The new cash injection for ZATI follows a previous one last October, when ZhongAn and Sinolink together provided $103 million in exchange for new shares in the unit. Last year’s transaction also included an option for ZhongAn to invest more in ZATI by June, though that never materialized.
ZhongAn’s lack of further financial commitment to ZATI may be partly because its own cash holdings are dwindling. Last year, its cash and cash equivalents more than halved to about 3.8 billion yuan ($548 million) as it generated a net negative cashflow from operations.
But Sinolink isn’t exactly awash with idle money either. While its cash and cash equivalents increased a bit last year, they totaled just a little over $191 million in U.S. dollar terms at the end of December. ZhongAn said Sinolink will fund its latest investment in ZATI with internal resources. If it taps into its existing cash holdings to finance the transaction, Sinolink’s liquid assets will decrease substantially to barely cover its short-term liabilities.
Investors apparently didn’t like the ZATI deal, either for ZhongAn or Sinolink. ZhongAn shares fell 2.6% on Monday, following the after-market announcement of the transaction the previous trading day, while Sinolink stock declined about 1%. Both stocks regained some of their losses Tuesday.
Perhaps the fact that ZhongAn seemingly lacks cash for a potentially promising venture drew investor attention to the financial constraints the insurer is facing. ZhongAn has come a long way from its roots as a gimmicky insurer that covers costs for returning goods sold on Taobao, Alibaba’s online C2C marketplace. It now offers a wide variety of insurance policies and made its first-ever annual profit from underwriting those products last year.
The company is also reducing its reliance on its founders to generate business, seeking to use its own distribution channels more and shift from depending on popular Tencent and Alibaba platforms. Both Tencent and Ant cut their stakes in ZhongAn this year, as Chinese authorities become increasingly uneasy about big tech companies becoming too powerful.
Although ZhongAn made a profit from insurance underwriting last year, the amount was tiny, and the insurer continues to rely heavily on investment income. ZhongAn has taken a hit this year as stock and bond markets crashed, pushing the company into the red in the first half of this year.

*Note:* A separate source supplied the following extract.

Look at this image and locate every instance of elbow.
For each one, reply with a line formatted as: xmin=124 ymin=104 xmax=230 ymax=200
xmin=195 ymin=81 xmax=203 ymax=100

Yet it’s not all gloom and doom for ZhongAn. The company will probably weather the current financial turbulence and start making money from its investments again when markets improve. And as China’s pioneer in online insurance, it’s in a prime position to gain from the market’s growth. Reflecting the company’s potential, its stock still trades at a trailing price-to-earnings (P/E) ratio of about 25, far higher than the ratios of other profitable fintech companies, such as FinVolution (US.FINV), which is fetching less than 4.